Google’s founders themselves have been less than unified about the motto over the years. Page was at least equivocally positive in an interview with Battelle, arguing that “Don’t Be Evil” is “much better than Be Good or something.” But Brin (with Page alongside him) told attendees of the 2007 Global Philanthropy Forum that the better choice indeed would have been “Be Good,” precisely because “ultimately we’re in a position where we do have a lot of resources and unique opportunities. So you should ‘not be evil’ and also take advantage of the opportunity you have to do good.” Eric Schmidt, true to form as the most practical of Google’s governing troika, gives the slogan a pragmatic interpretation in his 2014 book How Google Works:



The famous Google mantra of “Don’t be evil” is not entirely what it seems. Yes, it genuinely expresses a company value and aspiration that is deeply felt by employees. But “Don’t be evil” is mainly another way to empower employees…. Googlers do regularly check their moral compass when making decisions.
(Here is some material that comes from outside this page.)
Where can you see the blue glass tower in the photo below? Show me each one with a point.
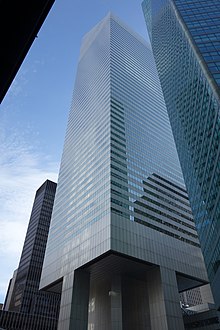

As Schmidt implies, “Don’t Be Evil” has never exactly been self-explanatory — or objective. In a 2003 Wired profile titled “Google vs. Evil,” Schmidt elaborated on the motto’s gnomic moral code: “Evil,” he said, “is what Sergey [Brin] says is evil.” Even at that early stage in the company’s life, Brin recognized that the slogan was more portentous for Google itself than for other companies. Google, as gateway to the World Wide Web, was effectively establishing the infrastructure and governing framework of the Internet, granting the company unique power to benefit or harm the public interest. As the author of the Wired article explained, “Governments, religious bodies, businesses, and individuals are all bearing down on the company, forcing Brin to make decisions that have an effect on the entire Internet. ‘Things that would normally be side issues for another company carry the weight of responsibility for us,’ Brin says.”


“Don’t Be Evil” is a catchy slogan. But Google’s self-conception as definer and defender of the public interest is more revealing and weighty. The public focus on the slogan has distracted from the more fundamental values embodied in Google’s mission statement: “to organize the world’s information, making it universally accessible and useful.” On its face, Google’s mission — a clear, practical goal that everyone, it seems, can find laudable — sounds value-neutral, just as its organization of information purportedly is. But one has to ask: Useful for what? And according to whom?


What a Googler Wants


There has always been more to Google’s mission than merely helping people find the information they ask for. In the 2013 update of the Founders Letter, Page described the “search engine of my dreams,” which “provides information without you even having to ask, so no more digging around in your inbox to find the tracking number for a much-needed delivery; it’s already there on your screen.” Or, as Page and Brin describe in the 2005 Founders Letter,



Our search team also works very hard on relevancy — getting you exactly what you want, even when you aren’t sure what you need. For example, when Google believes you really want images, it returns them, even if you didn’t ask (try a query on sunsets).



Page acknowledged in the 2013 letter that “in many ways, we’re a million miles away” from that perfect search engine — “one that gets you just the right information at the exact moment you need it with almost no effort.” In the 2007 Founders Letter, they explain: “To do a perfect job, you would need to understand all the world’s information, and the precise meaning of every query.”